WorkersControl.net
In their second film regarding political and social change in Venezuela, after “Venezuela from Below”, Azzellini and Ressler focus on the industrial sector in “5 Factories–Worker Control in Venezuela“. The changes in Venezuela's productive sphere are demonstrated with five large companies in various regions: a textile company, aluminum works, a tomato factory, a cocoa factory and a paper factory. The workers are struggling for different forms of co- or self-management supported by credits from the government. “The assembly is basically governing the company”, says Rigoberto López from the textile factory “Textileros del Táchira” in front of steaming tubs. And machine operator Carmen Ortiz summarizes the experience as follows: “Working collectively is much better than working for someone else–working for someone else is like being a slave to someone”.
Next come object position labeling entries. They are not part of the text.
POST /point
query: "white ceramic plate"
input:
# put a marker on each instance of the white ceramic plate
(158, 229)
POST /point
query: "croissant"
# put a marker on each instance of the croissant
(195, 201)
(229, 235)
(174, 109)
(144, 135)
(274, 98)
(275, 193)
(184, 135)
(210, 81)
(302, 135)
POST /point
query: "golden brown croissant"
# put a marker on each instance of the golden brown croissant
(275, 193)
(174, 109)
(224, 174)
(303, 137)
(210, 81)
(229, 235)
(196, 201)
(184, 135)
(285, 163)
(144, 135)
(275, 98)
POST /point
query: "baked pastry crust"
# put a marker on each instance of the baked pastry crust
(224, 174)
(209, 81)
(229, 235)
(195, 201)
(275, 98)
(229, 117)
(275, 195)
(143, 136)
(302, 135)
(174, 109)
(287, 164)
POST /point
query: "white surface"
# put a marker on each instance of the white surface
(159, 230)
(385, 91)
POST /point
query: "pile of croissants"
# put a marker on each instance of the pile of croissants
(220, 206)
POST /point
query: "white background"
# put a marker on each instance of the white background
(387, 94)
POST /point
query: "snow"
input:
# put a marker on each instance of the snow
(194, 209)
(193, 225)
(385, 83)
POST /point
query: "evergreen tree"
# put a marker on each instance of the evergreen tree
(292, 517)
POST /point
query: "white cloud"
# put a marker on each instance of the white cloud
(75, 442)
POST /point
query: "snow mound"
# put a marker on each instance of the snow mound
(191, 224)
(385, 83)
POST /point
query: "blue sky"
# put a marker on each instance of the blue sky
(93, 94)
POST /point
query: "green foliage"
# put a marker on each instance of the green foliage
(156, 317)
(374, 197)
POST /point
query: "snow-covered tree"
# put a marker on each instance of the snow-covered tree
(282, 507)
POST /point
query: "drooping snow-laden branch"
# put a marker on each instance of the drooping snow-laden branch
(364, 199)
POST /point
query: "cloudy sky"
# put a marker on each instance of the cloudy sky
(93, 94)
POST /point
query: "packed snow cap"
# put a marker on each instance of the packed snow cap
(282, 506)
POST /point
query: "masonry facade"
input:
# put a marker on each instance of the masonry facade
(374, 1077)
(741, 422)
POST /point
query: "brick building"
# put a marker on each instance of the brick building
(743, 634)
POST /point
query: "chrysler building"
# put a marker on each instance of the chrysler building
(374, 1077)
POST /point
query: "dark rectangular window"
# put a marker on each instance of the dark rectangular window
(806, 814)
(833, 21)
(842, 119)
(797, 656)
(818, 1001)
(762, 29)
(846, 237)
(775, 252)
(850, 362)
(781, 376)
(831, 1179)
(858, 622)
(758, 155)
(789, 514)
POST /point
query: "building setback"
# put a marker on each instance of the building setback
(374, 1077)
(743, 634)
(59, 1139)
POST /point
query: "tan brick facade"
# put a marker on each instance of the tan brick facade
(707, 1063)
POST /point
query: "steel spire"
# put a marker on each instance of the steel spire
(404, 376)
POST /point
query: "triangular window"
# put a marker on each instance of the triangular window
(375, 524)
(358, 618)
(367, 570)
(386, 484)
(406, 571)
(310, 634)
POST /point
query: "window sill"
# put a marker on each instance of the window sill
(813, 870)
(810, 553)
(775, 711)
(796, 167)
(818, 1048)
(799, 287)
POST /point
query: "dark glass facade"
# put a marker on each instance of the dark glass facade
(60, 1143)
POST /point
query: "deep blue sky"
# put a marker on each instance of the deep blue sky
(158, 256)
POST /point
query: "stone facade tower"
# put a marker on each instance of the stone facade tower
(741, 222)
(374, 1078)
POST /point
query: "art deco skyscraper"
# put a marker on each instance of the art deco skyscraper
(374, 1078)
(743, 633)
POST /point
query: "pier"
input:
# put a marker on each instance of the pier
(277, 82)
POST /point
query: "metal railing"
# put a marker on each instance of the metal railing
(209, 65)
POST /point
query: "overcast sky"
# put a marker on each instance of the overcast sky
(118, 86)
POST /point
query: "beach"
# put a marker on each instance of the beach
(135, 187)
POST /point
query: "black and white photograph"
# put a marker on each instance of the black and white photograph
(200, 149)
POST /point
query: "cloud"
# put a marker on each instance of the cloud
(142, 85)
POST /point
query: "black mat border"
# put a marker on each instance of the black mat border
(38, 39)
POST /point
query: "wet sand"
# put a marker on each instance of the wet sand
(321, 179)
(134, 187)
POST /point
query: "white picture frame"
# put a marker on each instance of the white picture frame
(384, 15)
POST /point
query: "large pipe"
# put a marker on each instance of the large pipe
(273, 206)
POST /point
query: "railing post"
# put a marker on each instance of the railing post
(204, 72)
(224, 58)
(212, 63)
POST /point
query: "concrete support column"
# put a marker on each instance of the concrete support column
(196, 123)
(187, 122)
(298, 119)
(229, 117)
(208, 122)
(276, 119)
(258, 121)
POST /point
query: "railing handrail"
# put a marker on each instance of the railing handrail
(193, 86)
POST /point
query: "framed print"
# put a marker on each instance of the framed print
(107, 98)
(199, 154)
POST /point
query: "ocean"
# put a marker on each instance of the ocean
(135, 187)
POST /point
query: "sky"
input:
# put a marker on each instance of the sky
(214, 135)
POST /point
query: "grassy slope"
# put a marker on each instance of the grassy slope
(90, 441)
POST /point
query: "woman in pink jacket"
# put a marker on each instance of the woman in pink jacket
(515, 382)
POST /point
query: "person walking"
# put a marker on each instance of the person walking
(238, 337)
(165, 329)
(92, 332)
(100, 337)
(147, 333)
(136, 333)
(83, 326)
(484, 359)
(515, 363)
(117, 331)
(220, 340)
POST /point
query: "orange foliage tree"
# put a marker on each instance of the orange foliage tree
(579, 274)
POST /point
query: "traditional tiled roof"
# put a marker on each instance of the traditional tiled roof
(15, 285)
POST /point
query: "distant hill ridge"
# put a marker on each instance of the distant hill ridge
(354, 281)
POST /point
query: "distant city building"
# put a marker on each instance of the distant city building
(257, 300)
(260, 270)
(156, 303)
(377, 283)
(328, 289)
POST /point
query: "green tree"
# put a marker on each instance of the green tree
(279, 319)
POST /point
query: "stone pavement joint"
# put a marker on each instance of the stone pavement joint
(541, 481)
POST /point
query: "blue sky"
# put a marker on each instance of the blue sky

The protagonists portrayed at the five production locations present insights into ways of alternative organizing and models of workers' control. Mechanisms and difficulties of self-organization are explained as well as the production processes. The portrayal of machine processes could be seen as a metaphor for the dream machine “Bolivarian process” and the hopes and desires it inspires among the workers.
The situation varies from factory to factory, the five factories share the common search for better models of production and life. This not only means concrete improvements for the workers. Aury Arocha, laboratory analyst at the ketchup factory “Tomates Guárico”, emphasizes that the difference between “social production companies” (EPS) and capitalist corporations is that the EPS “work for the community and society”. Carlos Lanz, president of the second largest aluminum factory in Venezuela, Alcasa, coins the key question: “How does a company push toward socialism within a capitalist framework?”
The film ends with an extended sequence from a management meeting at Alcasa, a company with 2.700 workers, with discussions about their co-management and the changes of production relations they aspire towards.
The film is originally in Spanish and available with German or English subtitles (from May 2006 onwards).
The English version “5 Factories–Workers’ Control in Venezuela” as an installation version with six video projections from March 26 to May 28, 2006 will open the Matrix series “Now-Time Venezuela: Media Along the Path of the Bolivarian Process” at the Berkeley Art Museum (U.S.A.). The program curated by Chris Gilbert consists of six solo exhibitions.